La Primera Lectura nos presenta a Elías mostrando a la viuda de Sarepta cuánta misericordia existe en el corazón del Dios de Israel. Abraza al niño sin respirar, como si quiere “trasmitirle la vida” e invoca a Dios por él, a la vez que suplica a Dios. Recibe el regalo pedido: el regalo de la vida. Esto provoca una respuesta inmediata de la madre: «Ahora reconozco que eres un hombre de Dios y que la palabra del Señor en tu boca es verdad».
El Salmo 29 es un himno de acción de gracias de quien, al sentirse libre de un peligro inminente de muerte, reconoce la grandeza de la vida que se le regala. Sus enemigos se hubiesen alegrado de su muerte y creerían que Dios no era su protector. El salmista se siente tan próximo a la muerte, que supone que ha visitado ya su alma la región tenebrosa del seol, donde están las sombras de los muertos. Por ello ahora se siente como resucitado de entre los que bajan a la fosa o sepulcro. Se daba ya por difunto, pero la intervención divina le devolvió la vida.
La Segunda Lectura nos dice: “El Evangelio anunciado por mí no es de origen humano; yo no lo he recibido ni aprendido de ningún hombre, sino por revelación de Jesucristo”. Con esta afirmación el apóstol reafirma entre los gálatas que el esfuerzo que está realizando para anunciar el Evangelio no es un proyecto que nace de una iniciativa propia; ha sido llamado, convocado por el mismo Jesucristo. Hace un pequeño relato de su proceso pero deja claro en la comunidad que le guía la fuerza de Dios.

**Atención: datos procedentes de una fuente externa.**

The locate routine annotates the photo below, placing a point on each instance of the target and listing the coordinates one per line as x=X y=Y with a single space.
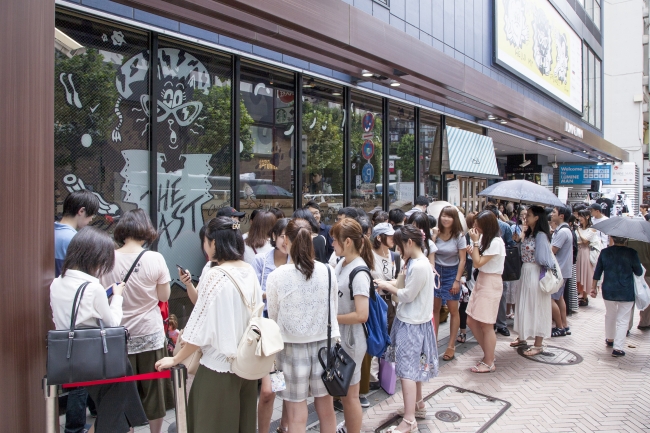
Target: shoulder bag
x=259 y=343
x=339 y=366
x=81 y=355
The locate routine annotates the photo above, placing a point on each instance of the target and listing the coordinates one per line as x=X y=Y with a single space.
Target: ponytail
x=302 y=247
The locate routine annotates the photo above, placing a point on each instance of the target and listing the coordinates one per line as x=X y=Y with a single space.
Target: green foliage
x=405 y=150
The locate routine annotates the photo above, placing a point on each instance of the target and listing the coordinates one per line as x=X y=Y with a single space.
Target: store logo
x=573 y=130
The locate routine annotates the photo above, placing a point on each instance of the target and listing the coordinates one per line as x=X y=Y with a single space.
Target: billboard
x=532 y=40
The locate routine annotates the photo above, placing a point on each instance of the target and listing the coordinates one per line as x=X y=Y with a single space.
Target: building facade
x=260 y=103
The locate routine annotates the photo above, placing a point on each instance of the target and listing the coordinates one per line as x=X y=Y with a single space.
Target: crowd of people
x=301 y=269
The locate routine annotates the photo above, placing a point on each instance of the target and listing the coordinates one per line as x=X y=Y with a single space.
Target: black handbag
x=87 y=354
x=512 y=264
x=339 y=366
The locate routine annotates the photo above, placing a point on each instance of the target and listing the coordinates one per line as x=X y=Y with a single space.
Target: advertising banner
x=532 y=40
x=584 y=174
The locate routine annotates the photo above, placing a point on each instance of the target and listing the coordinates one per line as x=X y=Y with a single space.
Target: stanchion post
x=51 y=407
x=179 y=376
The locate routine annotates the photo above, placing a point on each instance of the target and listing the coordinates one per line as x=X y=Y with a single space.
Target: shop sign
x=584 y=174
x=367 y=173
x=624 y=174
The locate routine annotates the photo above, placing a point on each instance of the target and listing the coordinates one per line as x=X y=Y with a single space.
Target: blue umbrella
x=626 y=227
x=522 y=191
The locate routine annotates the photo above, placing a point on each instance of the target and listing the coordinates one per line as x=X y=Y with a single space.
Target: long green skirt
x=221 y=403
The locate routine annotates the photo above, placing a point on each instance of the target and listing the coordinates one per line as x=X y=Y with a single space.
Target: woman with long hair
x=258 y=241
x=414 y=348
x=296 y=294
x=584 y=268
x=355 y=250
x=265 y=264
x=216 y=325
x=533 y=315
x=488 y=255
x=91 y=255
x=147 y=286
x=450 y=265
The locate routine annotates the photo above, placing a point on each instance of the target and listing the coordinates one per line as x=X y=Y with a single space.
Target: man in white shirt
x=596 y=217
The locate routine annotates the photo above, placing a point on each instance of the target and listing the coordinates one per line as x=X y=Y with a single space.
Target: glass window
x=266 y=142
x=101 y=119
x=323 y=126
x=592 y=88
x=401 y=146
x=366 y=147
x=429 y=174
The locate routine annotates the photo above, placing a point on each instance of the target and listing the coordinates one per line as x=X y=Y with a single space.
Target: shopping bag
x=387 y=376
x=641 y=291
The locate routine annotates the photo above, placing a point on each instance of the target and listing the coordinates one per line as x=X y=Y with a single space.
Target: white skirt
x=533 y=312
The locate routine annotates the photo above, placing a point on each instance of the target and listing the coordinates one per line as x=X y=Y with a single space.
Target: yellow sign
x=533 y=41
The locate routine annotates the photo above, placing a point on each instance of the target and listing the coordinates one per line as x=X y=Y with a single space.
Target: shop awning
x=471 y=153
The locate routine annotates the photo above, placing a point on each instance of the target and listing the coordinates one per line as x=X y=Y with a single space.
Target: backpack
x=259 y=343
x=376 y=327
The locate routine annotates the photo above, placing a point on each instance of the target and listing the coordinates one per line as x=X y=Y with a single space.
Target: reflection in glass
x=366 y=143
x=429 y=133
x=322 y=146
x=401 y=150
x=267 y=125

El Evangelio de hoy nos relata la historia de otra viuda. En el anuncio se nos muestran dos caminos: uno el de Jesús que llega para anunciar la buena noticia de Dios, y el otro el de la madre que lleva al cementerio a su hijo fallecido. ¡Cuán diferentes los caminos! Pero Jesús entra en el camino de la madre llena de tristeza y le regala la vida de su hijo. El camino del dolor y el desánimo se encontró con el camino de la misericordia y la vida. Nos dice el evangelista que “todos sobrecogidos daban gloria a Dios”. Su anuncio llegó de una manera clara y contundente: Jesús manifestó cuanto Dios está dispuesto a dar: hasta la Vida. Y con la vida, nos propone un proyecto de esperanza: Dios quiere a todos por este camino, Dios busca que sus hijos e hijas entren por el camino de la buena noticia y hagan de esta su propuesta personal.
Ante este acontecimiento Jesús manifiesta el corazón de Dios, nuestro Padre. Él se compadece y se acerca como vida, como esperanza, como fuerza que provoca la sanación radical de los seres humanos y aquí radica el tener vida en abundancia. Es así como hoy se nos invita a la gran Fiesta para que celebremos esta realidad y que cada uno de nosotros logre vivir como reza la primera estrofa de la canción lema de este año: “Misericordioso como el Padre”. Reconocer la misericordia de Dios y procurar vivirla en la vida diaria es la convocatoria que se nos hace en este día. Es así como lo cotidiano se convierte en extraordinario.
Porque el mundo necesita ver con mucha claridad lo extraordinario del cristiano en lo ordinario de la vida.